Adventures in Sailing, part 5
At noon on June 22, 1980, we left Ventura for Hawaii, with a scheduled stop at Marina Del Rey to pick up Andrea, our cook. Friends and family saw us off on the dock and our actual departure time was 12:20 pm. I know this because I kept a journal. As I look back on this trip, my memory has merged and altered events and in some cases the images in my memory are more satisfying than the quotidian details of our trip. But truth and memoir are not necessarily mutually exclusive. Writing memoir is a lot like coloring. The truth lies in the sharp black outlines of the experience whereas the details can be colored in with different colored crayons, or pastels, or pencils as the artist chooses.
There were 12 of us, each with our nicknames: Captain Jack Mathias, Christy Mathias, Andrea (cook), Cloud (Ishmael — 1st mate), Dave (McGruder — 2nd mate), Don (Dandy), Sue, Karen, Linda (Lovelace), Tonya (Tucker), Gary (Geraldine), and me, Lee (Lee-bones, Riverboat Gambler). Sue and Karen were valley girls, thin and self-absorbed into sun-bathing. Andrea was a bit older than the rest of the crew, probably in her late 20s and I don’t remember her having a nickname. The three of them didn’t have nicknames. Gary, Christy, and I were high schoolers. The rest were 1st or 2nd year college students.
We spent three hours sailing against the wind and current getting to Anacapa Island, part of the Channel Island chain off the coast of California, heading south. We made our way around Point Dume near Malibu and headed inland toward Marina Del Rey where we were picking up Sue. We arrived just after midnight and then found a slip for the night.
We slept in and then washed the boat down in the day, went out to eat, had a visit from Mrs. Mathias and then headed off at 3:30 pm not to see land again until we reached Hawaii in the later part of July.
The trip out was uneventful.
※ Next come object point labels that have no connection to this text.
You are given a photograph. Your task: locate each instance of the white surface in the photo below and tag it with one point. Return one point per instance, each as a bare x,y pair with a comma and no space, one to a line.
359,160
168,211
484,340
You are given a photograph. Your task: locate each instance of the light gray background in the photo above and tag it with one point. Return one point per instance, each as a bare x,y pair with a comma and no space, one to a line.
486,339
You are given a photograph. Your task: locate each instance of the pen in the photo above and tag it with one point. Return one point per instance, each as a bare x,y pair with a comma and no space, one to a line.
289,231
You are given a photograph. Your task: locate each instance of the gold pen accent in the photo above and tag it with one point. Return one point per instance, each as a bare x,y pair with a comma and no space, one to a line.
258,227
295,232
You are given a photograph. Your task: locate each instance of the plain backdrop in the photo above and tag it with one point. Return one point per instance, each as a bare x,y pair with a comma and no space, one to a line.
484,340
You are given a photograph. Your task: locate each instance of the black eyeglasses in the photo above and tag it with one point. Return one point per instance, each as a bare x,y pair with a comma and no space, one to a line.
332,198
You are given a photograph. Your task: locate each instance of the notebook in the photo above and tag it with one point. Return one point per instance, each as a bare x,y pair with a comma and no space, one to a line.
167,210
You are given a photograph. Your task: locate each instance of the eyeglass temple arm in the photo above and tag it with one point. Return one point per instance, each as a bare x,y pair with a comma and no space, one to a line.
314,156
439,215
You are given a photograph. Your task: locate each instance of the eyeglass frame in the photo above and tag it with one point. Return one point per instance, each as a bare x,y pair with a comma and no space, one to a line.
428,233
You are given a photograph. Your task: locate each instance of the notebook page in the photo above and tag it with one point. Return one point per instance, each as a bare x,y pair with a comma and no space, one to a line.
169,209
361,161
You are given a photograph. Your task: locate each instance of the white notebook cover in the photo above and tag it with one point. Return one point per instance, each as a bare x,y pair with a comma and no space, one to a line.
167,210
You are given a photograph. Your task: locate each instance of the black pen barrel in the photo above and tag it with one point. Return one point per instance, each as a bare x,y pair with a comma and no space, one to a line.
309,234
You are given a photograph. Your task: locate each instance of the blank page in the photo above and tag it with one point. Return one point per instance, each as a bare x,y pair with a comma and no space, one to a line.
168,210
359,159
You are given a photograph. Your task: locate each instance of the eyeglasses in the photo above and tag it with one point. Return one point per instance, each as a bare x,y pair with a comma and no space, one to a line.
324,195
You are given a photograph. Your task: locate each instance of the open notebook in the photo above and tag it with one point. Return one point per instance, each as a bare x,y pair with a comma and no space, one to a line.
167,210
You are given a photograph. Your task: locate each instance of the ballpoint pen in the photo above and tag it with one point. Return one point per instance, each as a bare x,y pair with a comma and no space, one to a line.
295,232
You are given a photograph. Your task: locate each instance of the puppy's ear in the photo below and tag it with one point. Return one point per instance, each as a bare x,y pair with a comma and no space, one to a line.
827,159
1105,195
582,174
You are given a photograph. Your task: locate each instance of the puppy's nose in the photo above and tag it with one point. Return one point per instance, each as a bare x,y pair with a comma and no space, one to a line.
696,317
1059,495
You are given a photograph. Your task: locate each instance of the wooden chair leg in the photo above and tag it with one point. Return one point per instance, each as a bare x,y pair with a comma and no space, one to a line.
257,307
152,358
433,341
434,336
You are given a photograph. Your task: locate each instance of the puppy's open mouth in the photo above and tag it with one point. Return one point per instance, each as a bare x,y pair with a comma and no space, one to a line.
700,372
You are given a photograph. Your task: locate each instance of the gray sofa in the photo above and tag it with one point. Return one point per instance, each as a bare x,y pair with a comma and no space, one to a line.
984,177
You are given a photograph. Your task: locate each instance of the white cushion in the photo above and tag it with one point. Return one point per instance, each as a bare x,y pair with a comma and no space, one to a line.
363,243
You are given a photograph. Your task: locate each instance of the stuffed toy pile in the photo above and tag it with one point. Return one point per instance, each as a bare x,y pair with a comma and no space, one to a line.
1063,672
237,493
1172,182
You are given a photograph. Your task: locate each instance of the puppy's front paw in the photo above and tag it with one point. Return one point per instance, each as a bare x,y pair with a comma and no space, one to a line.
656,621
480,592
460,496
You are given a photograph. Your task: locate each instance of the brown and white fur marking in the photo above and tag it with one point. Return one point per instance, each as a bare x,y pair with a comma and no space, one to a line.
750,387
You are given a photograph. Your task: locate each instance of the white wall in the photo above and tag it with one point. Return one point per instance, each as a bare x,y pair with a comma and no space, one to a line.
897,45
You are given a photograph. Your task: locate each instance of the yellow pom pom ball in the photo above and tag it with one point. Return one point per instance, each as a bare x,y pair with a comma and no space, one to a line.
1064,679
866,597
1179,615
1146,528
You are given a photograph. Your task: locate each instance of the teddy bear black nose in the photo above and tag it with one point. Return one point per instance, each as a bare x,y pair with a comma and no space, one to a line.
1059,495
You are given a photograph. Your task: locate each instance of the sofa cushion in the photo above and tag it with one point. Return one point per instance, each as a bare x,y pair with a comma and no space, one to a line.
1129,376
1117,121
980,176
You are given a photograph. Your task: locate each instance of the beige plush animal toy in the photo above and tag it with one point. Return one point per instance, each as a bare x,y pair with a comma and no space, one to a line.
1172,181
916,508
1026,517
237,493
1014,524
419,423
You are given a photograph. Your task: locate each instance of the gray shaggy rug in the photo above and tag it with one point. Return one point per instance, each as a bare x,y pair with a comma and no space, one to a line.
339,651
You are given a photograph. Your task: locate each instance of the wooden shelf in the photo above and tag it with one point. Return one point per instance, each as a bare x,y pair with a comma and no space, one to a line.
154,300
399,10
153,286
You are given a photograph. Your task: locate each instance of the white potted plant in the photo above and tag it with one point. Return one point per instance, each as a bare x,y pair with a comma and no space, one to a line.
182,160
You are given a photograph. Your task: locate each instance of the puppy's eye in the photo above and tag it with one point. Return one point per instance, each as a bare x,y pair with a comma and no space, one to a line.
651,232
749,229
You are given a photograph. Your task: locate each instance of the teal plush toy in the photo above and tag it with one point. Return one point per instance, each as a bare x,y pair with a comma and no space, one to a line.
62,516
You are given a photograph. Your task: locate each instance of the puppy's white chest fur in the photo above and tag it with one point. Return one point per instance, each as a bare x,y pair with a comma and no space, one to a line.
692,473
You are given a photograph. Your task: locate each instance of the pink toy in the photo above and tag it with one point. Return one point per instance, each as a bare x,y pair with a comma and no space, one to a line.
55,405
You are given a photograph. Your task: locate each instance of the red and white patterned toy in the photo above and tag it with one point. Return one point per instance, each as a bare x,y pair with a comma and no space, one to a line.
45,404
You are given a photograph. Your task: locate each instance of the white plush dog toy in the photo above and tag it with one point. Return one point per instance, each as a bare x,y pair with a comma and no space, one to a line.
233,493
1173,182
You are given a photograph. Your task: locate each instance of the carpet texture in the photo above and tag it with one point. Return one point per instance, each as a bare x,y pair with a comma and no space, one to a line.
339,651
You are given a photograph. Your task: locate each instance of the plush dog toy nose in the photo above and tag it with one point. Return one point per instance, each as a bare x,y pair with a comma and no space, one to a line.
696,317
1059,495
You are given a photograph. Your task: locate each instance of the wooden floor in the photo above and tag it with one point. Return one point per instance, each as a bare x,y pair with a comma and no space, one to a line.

That first day, the winds died completely and the boat moved very slowly. In fact, we bobbed like plankton off the coast of beautiful Catalina Island. The sight I saw when I fell asleep was the same sight I awoke too. We hadn’t moved at all. The captain didn’t want to use the motor so early in the trip. In the sea, you live and die by the winds.
We spent the 2nd day merely bobbing next to Catalina, perhaps making 1/2 to 1-knot per hour. By the end of the day we began rounding the southernmost tip of Catalina and adjust our position to head more southwest than south. We were headed straight for San Clemente island, the southernmost of the Channel Islands.
San Clemente is a restricted island, used for Navy bombing practice. Our route took us directly into the path of U.S. Navy Battleship doing night time target practice on the southern end of San Clemente island, just one of the many mini-adventures of this trip. We would have a memorable encounter with the U.S. Navy.